[May 30, 2014]PARIS (Reuters) - France is
considering a move to brandless packets to curb smoking,
instituting one of the world's toughest anti-tobacco
policies in the home of chain-smoking singer Serge
Gainsbourg and no-filter Gauloises cigarettes.
Health Minister Marisol Touraine is due to present a law next month
that would stop cigarette manufacturers from printing their
distinctive logos on packages, Le Figaro newspaper reported on
Plain packaging, with the cigarette brand written in small lettering
under a graphic health warning, would be among a raft of radical
measures to curb smoking, including a ban on using e-cigarettes, or
"vaping", in public places, Le Figaro said.
Australia pioneered plain packaging for cigarettes in 2012 and
Britain, New Zealand and Ireland all plan similar bans.
In a statement, France's Health Ministry said it was studying
several options to curb smoking.
"We are far from the point of taking any decisions and no particular
course of action has been determined so far," the ministry said.
With its cafe culture and chain-smoking Nouvelle Vague movie stars,
France earned a reputation as a smokers' paradise after World War
Two. Iconic dark-tobacco brands like Gitanes, favored by Gainsbourg,
who smoked up to five packs a day, and Gauloises, preferred by
philosopher Jean-Paul Sartre, grew hugely popular, in part thanks to
their stylish packaging.
While the reputation sticks, smoking rates in France have since
plummeted. Less than a third of the population now lights up
regularly, which is about average for the European Union and down
sharply from nearly 60 percent in the 1960s.

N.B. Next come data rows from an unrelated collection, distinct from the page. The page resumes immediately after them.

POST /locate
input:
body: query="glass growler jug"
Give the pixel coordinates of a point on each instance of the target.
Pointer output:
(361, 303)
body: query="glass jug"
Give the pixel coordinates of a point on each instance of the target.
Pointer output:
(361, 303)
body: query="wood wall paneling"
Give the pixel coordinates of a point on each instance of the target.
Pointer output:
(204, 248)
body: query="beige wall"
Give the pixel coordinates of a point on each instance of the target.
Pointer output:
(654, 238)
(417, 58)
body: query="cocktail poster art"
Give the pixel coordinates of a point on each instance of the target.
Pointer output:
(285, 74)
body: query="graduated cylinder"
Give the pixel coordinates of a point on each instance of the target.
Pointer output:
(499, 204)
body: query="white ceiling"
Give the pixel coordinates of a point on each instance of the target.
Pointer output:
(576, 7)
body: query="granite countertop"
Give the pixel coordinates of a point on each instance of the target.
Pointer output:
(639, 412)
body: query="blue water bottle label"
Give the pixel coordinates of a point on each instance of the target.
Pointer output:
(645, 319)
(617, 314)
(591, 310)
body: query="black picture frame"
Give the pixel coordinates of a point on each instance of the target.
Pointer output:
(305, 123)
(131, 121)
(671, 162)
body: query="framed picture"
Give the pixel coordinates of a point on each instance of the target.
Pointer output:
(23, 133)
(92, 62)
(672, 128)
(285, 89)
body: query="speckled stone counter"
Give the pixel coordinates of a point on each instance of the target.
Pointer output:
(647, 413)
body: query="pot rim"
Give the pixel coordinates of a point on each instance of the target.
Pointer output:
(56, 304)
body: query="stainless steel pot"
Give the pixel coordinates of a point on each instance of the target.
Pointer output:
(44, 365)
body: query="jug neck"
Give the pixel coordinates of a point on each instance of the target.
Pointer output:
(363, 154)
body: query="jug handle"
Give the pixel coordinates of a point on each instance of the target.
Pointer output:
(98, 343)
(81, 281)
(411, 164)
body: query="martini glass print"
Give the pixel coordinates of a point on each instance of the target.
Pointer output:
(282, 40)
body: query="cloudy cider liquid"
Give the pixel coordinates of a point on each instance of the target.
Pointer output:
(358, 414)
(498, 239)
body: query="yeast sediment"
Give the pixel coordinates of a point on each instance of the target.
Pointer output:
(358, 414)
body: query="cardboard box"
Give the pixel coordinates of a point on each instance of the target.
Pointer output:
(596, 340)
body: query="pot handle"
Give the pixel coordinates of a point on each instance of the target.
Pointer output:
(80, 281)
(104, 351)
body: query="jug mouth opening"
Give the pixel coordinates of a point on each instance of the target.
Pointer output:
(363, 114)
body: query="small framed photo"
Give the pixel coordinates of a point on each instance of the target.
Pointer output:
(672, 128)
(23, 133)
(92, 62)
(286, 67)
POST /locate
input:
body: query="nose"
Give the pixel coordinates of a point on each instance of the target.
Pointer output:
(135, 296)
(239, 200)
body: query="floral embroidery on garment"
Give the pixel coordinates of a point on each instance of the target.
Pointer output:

Tough anti-tobacco laws were introduced in 1991 which banned smoking
in public places, forced cigarette manufacturers to display health
warnings on packets and forbade large-scale advertising on
billboards and TV.
Advocates of plain packaging argue that stripping packets of
eye-catching logos is effective in reducing smoking among young
people. Currently, one in three French people aged 15 to 19 is a
smoker, according to the Health Ministry.
As French smoking rates have declined, so has the country's
once-vibrant tobacco industry. The state-owned Seita brand that
produced Gauloises and Gitanes was bought by Britain's Imperial
Tobacco in 2008, and much of its production moved abroad.
In April, Imperial Tobacco announced the closure of the largest
Gauloise cigarette factory in France, prompting the factory's 327
workers to go on strike and hold five managers hostage on the
worksite, near Nantes, this week.
The managers were released on Thursday after a day of captivity.